Oui, la musique a une grande place dans ma vie. Par des goûts totalement différents. D’Ennio Morricone à Bon jovi, en passant par Stefan Eicher et Rhapsody. Par contre, je suis incapable d’écrire en musique. Lorsque je m’installe devant mon ordinateur, il me faut le silence absolu. Juste mon clavier et une lampe de chevet. L’écriture me demande non seulement de la concentration, mais aussi une implication réelle. Surtout dans les dialogues. J’ai besoin de me retrouver avec mes personnages.

Je me sers de la musique pour alimenter mon récit, mais quand je suis au travail, c’est silence radio.

 

Le scénario de Dusk est bluffant. As-tu rédigé un synopsis détaillé avant d’entamer la phase d’écriture du roman ?

Non, je n’ai pas écrit de synopsis. J’ai déjà essayé par le passé d’élaborer un plan avant d’entrer en phase d’écriture. Mais je me suis vite rendu compte que je ne le respectais pas. Les personnages et le récit prenaient toujours le dessus.

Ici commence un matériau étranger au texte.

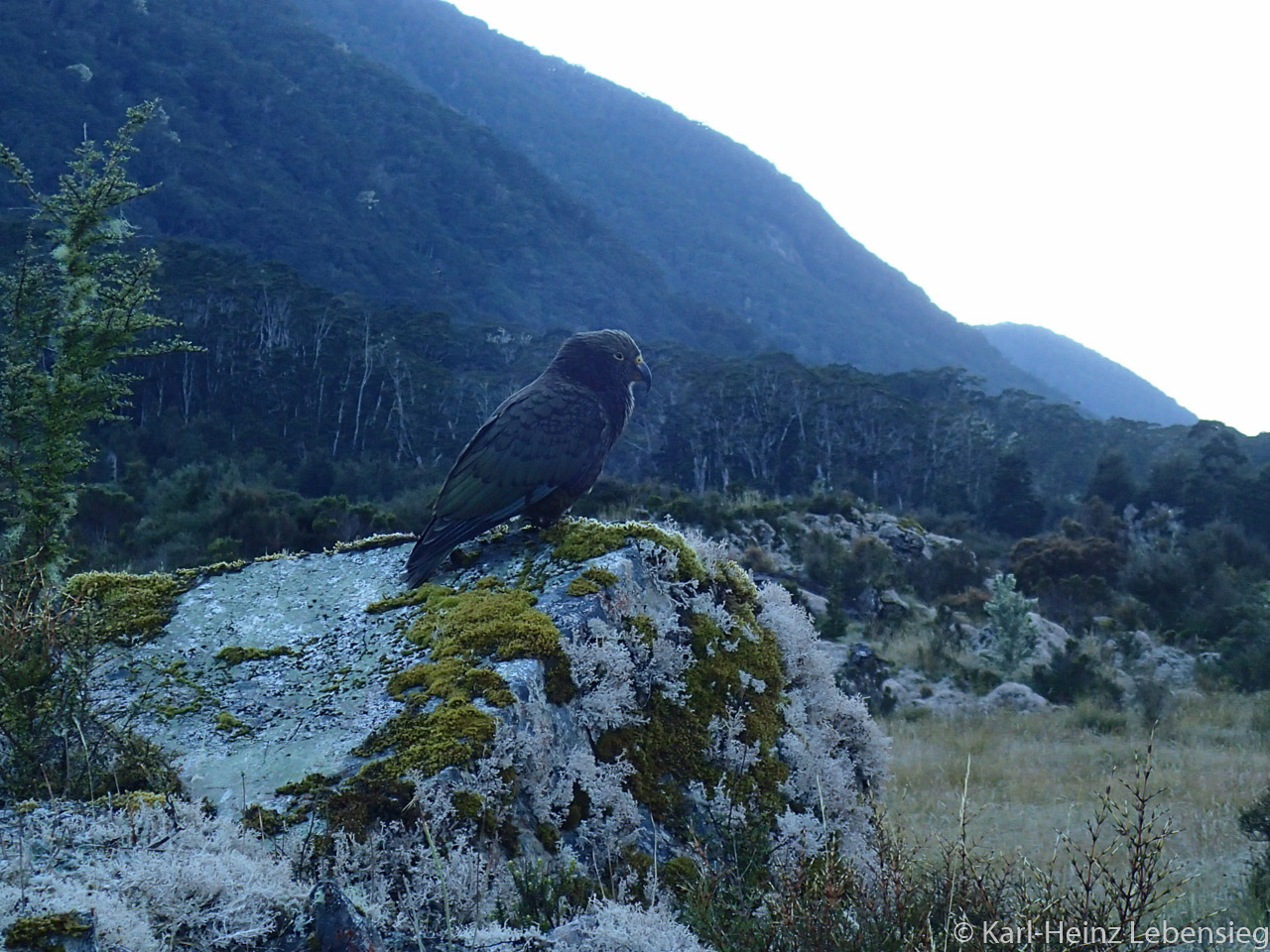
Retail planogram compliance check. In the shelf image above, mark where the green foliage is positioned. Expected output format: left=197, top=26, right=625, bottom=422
left=1030, top=639, right=1124, bottom=710
left=0, top=583, right=176, bottom=798
left=0, top=103, right=183, bottom=583
left=673, top=747, right=1185, bottom=952
left=507, top=860, right=599, bottom=932
left=983, top=572, right=1036, bottom=675
left=983, top=444, right=1045, bottom=536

Je savais ce que j’allais faire de mes personnages. Il ne me restait plus qu’à leur inventer une vie pour les rendre attachants.

 

Travailles-tu sur plusieurs projets simultanément ?

Non. Je n’arrive pas à travailler sur plusieurs écrits à la fois. Avant la phase d’écriture, j’ai toujours 2 ou 3 projets qui se baladent dans ma tête. Et lorsque j’en choisis un, je m’y consacre exclusivement.

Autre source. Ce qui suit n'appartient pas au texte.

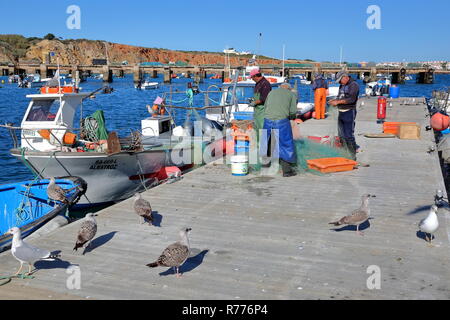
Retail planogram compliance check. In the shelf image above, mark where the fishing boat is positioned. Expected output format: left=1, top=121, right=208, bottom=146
left=2, top=86, right=222, bottom=208
left=365, top=77, right=391, bottom=96
left=223, top=60, right=286, bottom=87
left=0, top=177, right=87, bottom=252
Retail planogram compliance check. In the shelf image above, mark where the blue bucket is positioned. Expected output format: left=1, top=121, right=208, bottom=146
left=233, top=111, right=253, bottom=120
left=389, top=86, right=400, bottom=99
left=234, top=140, right=250, bottom=154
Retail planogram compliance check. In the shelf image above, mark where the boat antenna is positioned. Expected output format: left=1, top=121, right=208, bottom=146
left=256, top=32, right=262, bottom=58
left=56, top=57, right=62, bottom=119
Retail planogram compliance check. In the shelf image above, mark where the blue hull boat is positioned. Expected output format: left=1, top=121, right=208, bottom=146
left=0, top=177, right=87, bottom=252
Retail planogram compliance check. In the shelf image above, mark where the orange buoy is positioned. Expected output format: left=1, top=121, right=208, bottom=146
left=430, top=112, right=450, bottom=131
left=41, top=86, right=75, bottom=94
left=63, top=132, right=77, bottom=146
left=38, top=129, right=50, bottom=140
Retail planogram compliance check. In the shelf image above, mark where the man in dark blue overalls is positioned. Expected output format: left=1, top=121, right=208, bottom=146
left=329, top=71, right=359, bottom=160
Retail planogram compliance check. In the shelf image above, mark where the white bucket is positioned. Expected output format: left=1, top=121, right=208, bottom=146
left=231, top=155, right=248, bottom=176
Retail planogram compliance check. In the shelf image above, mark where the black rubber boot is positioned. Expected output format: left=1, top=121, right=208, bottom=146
left=280, top=159, right=297, bottom=177
left=345, top=141, right=357, bottom=161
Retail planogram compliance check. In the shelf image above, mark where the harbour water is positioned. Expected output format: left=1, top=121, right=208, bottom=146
left=0, top=74, right=450, bottom=184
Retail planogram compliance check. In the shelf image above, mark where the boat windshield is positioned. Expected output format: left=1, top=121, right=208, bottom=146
left=26, top=99, right=60, bottom=121
left=225, top=87, right=254, bottom=105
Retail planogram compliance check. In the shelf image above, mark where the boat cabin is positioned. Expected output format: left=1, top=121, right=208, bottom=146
left=21, top=93, right=89, bottom=151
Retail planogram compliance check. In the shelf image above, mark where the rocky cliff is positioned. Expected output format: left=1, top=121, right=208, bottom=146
left=0, top=37, right=280, bottom=65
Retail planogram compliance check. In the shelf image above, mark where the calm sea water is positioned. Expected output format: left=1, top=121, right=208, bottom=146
left=0, top=71, right=450, bottom=184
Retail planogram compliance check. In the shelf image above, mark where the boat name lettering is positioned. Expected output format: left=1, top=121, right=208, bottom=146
left=22, top=129, right=37, bottom=137
left=89, top=159, right=117, bottom=170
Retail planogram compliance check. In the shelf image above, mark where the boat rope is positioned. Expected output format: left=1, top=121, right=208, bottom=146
left=15, top=148, right=56, bottom=224
left=84, top=117, right=99, bottom=141
left=0, top=274, right=34, bottom=286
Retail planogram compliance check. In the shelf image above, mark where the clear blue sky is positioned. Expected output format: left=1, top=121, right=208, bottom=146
left=0, top=0, right=450, bottom=62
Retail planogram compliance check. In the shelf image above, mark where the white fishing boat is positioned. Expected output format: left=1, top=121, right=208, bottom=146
left=2, top=87, right=223, bottom=207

J’ai lu que Linwood Barclay était un de tes auteurs favoris. Quels sont les auteurs ou les livres qui t’ont donné envie d’écrire ?

Oui, j’adore la plume et le style page-turner de Linwood Barclay. Il est mon auteur préféré. Parmi les auteurs qui m’ont donné l’envie d’écrire, il y a Stephen King, Harlan Coben, François d’Epenoux, Jean-Claude Mourlevat, Yasmina Khadra, Laurent Gounelle, et également Patrice Dard, le fils de Frédéric Dard, qui a repris l’écriture des San-Antonio. Depuis que nous nous connaissons, Patrice Dard a toujours su me conseiller, me guider à travers l’écriture, me donner ses impressions toujours objectives. Son regard sur mon travail est très important pour moi.

Dusk est ton premier titre publié aux éditions Fleur Sauvage. Est-ce que cela a changé quelque chose dans ta manière de travailler ?

Dans ma manière de travailler, non. Je le fais toujours par passion et comme tous les auteurs, j’ai ma façon à moi de travailler. Je ne me mets jamais aucune pression par rapport à l’écriture. J’écris ce que j’aime avec mes petites habitudes.

Peux-tu nous livrer quelques informations sur ton prochain roman ?

À ma grande joie, mon dernier roman Cadran vient de remporter le prix des lecteurs France loisirs 2016, sous le regard bienveillant de la marraine : Karine Giebel. Il vient de paraître chez France loisirs et devrait sortir en librairies au cours du second trimestre 2017. J’ai également terminé l’écriture d’un nouveau western et m’attèle dès à présent à la rédaction d’un nouveau thriller.

Entretien réalisé par courrier électronique le 2 novembre 2016.